To prevent runaway vendor spend, the orchestrator enforces a per-app-instance daily USD spend cap (configurable in Settings, default $X / day; admin sets per organization risk tolerance). When a vendor call would push cumulative cost over the cap, the orchestrator:

  1. Refuses the dispatch.
  2. Records a daily_spend_cap_hit audit event.
  3. Surfaces a system_notice: “Daily spend cap reached ($X.XX of $Y.YY budgeted). Resets at 00:00 UTC. Contact your admin to raise the cap.”

The cap is cumulative-cost-based, not request-count-based — a single high-token-count free-form turn counts against the budget the same way many cheap turns do. Maps to LLM10 — Unbounded Consumption.

Streaming + Abort

The vendor response is streamed token-by-token. The chat-side rendering shows partial responses as they arrive, including partial tool_use blocks. The status indicator switches between three states:

  • streaming — AI is generating text or about to emit a tool_use
  • tool_executing — orchestrator is dispatching a tool the AI requested
  • idle — turn complete

A red Stop button appears in the chat input toolbar during streaming / tool_executing states.
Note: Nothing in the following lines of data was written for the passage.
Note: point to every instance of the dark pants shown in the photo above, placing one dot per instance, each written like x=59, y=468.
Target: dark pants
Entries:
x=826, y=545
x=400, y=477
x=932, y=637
Clicking it aborts the in-flight vendor call (closes the SSE stream) and any pending tool dispatches. The conversation history preserves what was emitted up to the abort point so the user can iterate from there.

Jailbreak Pattern Detection

Every user prompt is run through a jailbreak-pattern analyzer before dispatch. The analyzer is flag-and-proceed: a match fires a user_prompt_jailbreak_flag audit event but does NOT block the prompt. The defense-in-depth chain (type-system enforcement + Tier 2 sanitizer + tool-result sentinel + primer + vendor-side defenses) already covers the threat; the analyzer adds SOC observability for the user-prompt vector. Each flag captures a hash of the prompt (so SOC can correlate without archiving plain text), which patterns matched, and a character-class fingerprint to surface unusual encodings.

For the analyzer’s pattern groups + audit event schema, see AI Assistant Implementation Reference. Maps to LLM01 — Prompt Injection.

Session Tool-Call Cap

In addition to the per-user rate limit, every chat session has a per-session tool-dispatch cap to prevent infinite tool loops (a misbehaving model emitting tool_use after tool_use without ever producing a final assistant_text). Counter resets on chat clear. When exceeded, dispatch is refused with a synthetic error tool_result and a session_tool_cap_hit audit event records the hit. Maps to LLM06 — Excessive Agency.